This document captured the interest of Michael Heath, the President of Trust and Estate Search LLC (TES). (20) Using his company's proprietary database, Heath discovered Montoya's Social Security number and former address. (21) He then hired Ed Kelly, a private investigator, to "hit the streets" and find Montoya. (22) Health gave Kelly a letter to present to Montoya that described his business:

Trust & Estate Search has located money to which we believe you are entitled. We make our living locating missing people and unclaimed assets. For the work and expense of locating such assets and the rightful beneficiaries, we enter into an agreement with such people to be paid only from a portion of the asset that we have located for them.

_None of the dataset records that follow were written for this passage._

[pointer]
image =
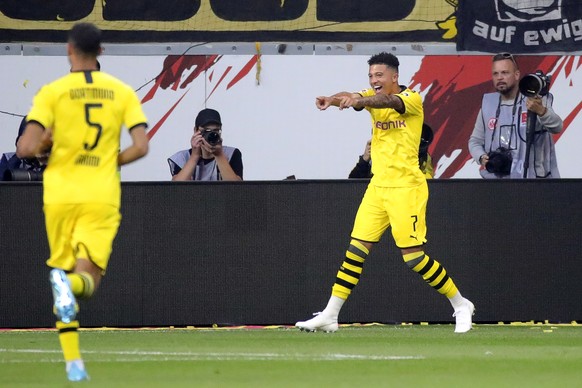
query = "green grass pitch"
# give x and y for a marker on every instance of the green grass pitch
(535, 355)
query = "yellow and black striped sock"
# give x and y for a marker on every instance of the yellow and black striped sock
(432, 272)
(351, 269)
(69, 339)
(82, 284)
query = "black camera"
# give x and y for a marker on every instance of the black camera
(535, 84)
(212, 137)
(499, 162)
(22, 175)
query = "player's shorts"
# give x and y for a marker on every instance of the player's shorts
(403, 208)
(83, 231)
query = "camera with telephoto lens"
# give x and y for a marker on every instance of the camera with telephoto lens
(535, 84)
(499, 162)
(211, 137)
(22, 175)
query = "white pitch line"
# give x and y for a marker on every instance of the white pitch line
(142, 356)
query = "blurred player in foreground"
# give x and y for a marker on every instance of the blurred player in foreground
(79, 118)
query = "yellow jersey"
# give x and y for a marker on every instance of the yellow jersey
(85, 111)
(395, 141)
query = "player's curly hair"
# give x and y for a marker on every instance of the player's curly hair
(384, 58)
(86, 37)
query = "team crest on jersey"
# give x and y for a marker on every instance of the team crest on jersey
(491, 124)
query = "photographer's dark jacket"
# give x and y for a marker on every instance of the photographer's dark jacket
(207, 169)
(502, 123)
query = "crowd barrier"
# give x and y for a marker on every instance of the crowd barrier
(261, 252)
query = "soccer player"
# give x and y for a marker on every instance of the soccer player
(79, 118)
(396, 195)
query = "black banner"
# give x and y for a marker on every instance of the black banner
(520, 26)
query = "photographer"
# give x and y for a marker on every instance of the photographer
(498, 141)
(13, 168)
(208, 159)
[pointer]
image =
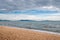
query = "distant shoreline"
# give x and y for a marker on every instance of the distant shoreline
(34, 30)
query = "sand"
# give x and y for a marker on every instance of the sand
(7, 33)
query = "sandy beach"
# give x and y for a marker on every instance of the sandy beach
(8, 33)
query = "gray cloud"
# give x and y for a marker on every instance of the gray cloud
(26, 4)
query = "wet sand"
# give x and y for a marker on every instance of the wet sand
(9, 33)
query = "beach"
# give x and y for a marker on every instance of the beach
(10, 33)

We are trying to get money to you that we believe is rightfully yours; we are not, and will not, ask for money from you. (23) Heath also asked Kelly to give Montoya a "gift" of $1,000 and a contract to sign. (24)

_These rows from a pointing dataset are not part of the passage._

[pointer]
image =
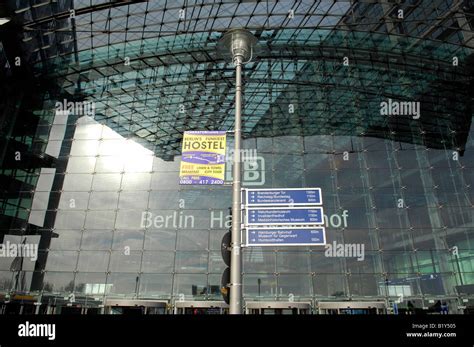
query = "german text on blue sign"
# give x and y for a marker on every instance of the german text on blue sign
(286, 196)
(309, 236)
(284, 216)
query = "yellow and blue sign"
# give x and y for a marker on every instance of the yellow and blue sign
(203, 157)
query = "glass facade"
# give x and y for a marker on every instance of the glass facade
(98, 192)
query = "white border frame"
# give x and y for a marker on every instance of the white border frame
(286, 244)
(247, 204)
(247, 224)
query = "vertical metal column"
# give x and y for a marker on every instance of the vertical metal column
(237, 45)
(236, 259)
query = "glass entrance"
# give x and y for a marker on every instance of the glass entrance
(278, 308)
(201, 307)
(135, 307)
(351, 307)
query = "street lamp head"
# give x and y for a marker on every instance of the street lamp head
(237, 44)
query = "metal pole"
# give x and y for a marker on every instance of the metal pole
(235, 302)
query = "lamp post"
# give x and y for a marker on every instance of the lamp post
(237, 45)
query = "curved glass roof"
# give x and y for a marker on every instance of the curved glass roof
(152, 69)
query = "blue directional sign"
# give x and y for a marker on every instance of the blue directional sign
(280, 197)
(284, 216)
(310, 236)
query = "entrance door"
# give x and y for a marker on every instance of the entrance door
(201, 307)
(351, 307)
(278, 307)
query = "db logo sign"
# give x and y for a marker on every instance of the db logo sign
(253, 172)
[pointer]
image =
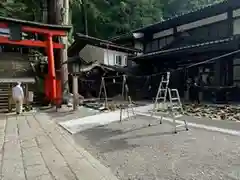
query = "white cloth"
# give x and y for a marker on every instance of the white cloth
(19, 105)
(17, 92)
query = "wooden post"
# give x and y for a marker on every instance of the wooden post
(75, 92)
(51, 68)
(63, 19)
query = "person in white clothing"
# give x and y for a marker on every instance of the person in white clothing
(18, 97)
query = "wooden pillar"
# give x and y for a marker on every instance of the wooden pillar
(75, 92)
(51, 69)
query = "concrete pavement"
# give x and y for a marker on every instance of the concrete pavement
(33, 147)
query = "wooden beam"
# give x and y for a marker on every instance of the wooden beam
(38, 30)
(31, 43)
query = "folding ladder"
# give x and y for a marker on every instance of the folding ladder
(175, 108)
(161, 96)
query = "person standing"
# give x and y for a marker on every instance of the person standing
(18, 97)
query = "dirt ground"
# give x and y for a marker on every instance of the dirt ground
(135, 151)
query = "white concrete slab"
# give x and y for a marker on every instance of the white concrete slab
(78, 125)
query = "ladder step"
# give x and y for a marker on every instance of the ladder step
(176, 107)
(160, 98)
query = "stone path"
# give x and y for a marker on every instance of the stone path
(34, 148)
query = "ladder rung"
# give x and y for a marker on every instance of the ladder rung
(161, 98)
(181, 125)
(176, 107)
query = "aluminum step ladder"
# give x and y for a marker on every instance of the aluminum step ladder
(162, 92)
(130, 106)
(175, 107)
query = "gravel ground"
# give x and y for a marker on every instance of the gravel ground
(135, 151)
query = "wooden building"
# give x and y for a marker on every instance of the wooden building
(92, 49)
(189, 38)
(98, 58)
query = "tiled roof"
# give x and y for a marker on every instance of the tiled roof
(81, 40)
(220, 41)
(198, 13)
(32, 23)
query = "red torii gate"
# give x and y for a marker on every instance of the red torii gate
(15, 27)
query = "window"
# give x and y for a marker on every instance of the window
(155, 45)
(120, 60)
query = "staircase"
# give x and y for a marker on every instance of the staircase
(4, 96)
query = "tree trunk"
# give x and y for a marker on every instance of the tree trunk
(62, 17)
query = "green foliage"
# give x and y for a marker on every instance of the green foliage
(107, 18)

Kelly tracked down Montoya on skid row in San Francisco. (25) He allegedly told Montoya that he worked for her family, but that they did not want her to contact them. (26) Montoya claims that Kelly presented her with a one-page document that, he told her, would pass her share of Poston's estate to Montoyas children, allegedly offering her $1000 to sign. (27) Montoya did not have her reading glasses, but she trusted Kelly, accepted the offer, and took the cash. (28) But as Montoya later discovered, the document actually assigned 29%--totaling more than $111,000--of her inheritance to TES. (29)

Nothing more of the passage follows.